Is There a Pent Up Demand For Travel?
DESOTO – Many travel experts are staying optimistic when it comes to the future of travel.
Even as hotels around the country and the world are reporting great losses, a recent survey conducted by consulting firm Oliver Wyman said many travelers are ready to get on the road again.
Of the 4,600 travelers they surveyed it said 60 percent of Americans and 56 global travelers plan to travel the same or more once COVID-19 travel restrictions ease.
“The desire to travel is strong despite obvious challenges and major changes ahead,” said Jessica Stansbury, a partner with Oliver Wyman. “This pent-up demand for leisure travel will spark the initial recovery of the industry.”
This is good news for the hotel industry since the American Hotel & Lodging Association (AHLA) said late last week the industry is on the brink of collapse.
New data from the Bureau of Labor Statistics (BLS) showed staggering job loss in the hospitality and leisure industry.

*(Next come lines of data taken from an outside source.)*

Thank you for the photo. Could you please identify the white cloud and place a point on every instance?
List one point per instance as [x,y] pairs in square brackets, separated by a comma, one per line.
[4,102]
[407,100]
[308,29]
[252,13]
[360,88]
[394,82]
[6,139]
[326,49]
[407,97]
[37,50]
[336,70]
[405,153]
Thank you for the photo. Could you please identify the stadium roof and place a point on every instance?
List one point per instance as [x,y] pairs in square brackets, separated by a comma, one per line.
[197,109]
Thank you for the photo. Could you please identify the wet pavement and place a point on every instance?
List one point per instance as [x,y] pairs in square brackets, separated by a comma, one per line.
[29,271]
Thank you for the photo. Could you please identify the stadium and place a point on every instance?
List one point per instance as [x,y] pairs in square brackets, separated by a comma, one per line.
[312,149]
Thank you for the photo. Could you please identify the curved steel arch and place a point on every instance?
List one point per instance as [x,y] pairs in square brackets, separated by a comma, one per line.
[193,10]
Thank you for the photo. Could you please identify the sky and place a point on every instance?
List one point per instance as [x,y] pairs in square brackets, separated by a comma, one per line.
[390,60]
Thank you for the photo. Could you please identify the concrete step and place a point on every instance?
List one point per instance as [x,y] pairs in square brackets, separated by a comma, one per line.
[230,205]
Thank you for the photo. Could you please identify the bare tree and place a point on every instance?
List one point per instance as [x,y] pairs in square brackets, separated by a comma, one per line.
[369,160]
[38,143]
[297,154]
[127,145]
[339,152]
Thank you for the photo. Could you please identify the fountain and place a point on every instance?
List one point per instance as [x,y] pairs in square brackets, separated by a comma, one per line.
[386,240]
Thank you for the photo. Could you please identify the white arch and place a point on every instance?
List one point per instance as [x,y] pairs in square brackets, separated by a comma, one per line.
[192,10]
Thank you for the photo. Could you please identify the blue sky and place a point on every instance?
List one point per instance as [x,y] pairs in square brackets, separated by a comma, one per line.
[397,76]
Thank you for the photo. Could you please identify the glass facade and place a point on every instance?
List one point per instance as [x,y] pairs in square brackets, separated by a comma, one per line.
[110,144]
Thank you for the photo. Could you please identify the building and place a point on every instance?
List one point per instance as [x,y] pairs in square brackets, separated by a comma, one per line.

With that in mind the American Hotel & Lodging Association released what it is calling its “Roadmap to Recovery.”
This plan is calling on Congress to prioritize relief for hotel workers and small businesses in the next stimulus package. Since April, it has been reported the hospitality and leisure industry has been the hardest hit. The industry has lost 7 million jobs—nearly as many jobs as the next four sectors combined.
Hospitality Industry Is Fighting To Survive
“The hospitality industry is in a fight for survival,” said Chip Rogers, president, and CEO of AHLA. “We are grateful to the leadership of both parties during one of the most difficult health and economic challenges we have faced. We are urging Congress to do even more to help the hotel industry so that our small business hotel operators can keep the lights on and retain and rehire employees.”
Statistics show COVID-19 will continue to devastate the hotel industry for a few years. In fact, 2020 is projected to be the worst year on record for hotel occupancy. Some experts estimate it will be at least 2022 before hotels return to their 2019 occupancy and revenue levels. So far, the impact of COVID-19 on the travel industry has been nine times worse than September 11.
“While the hotel industry was one of the first affected by the pandemic, we have collectively stepped up to serve our communities during this public health crisis. We need Congress to continue to prioritize the industries and employees most affected by the crisis, so we can retain and rehire the people who power our industry, our communities and our economy,” concluded Rogers.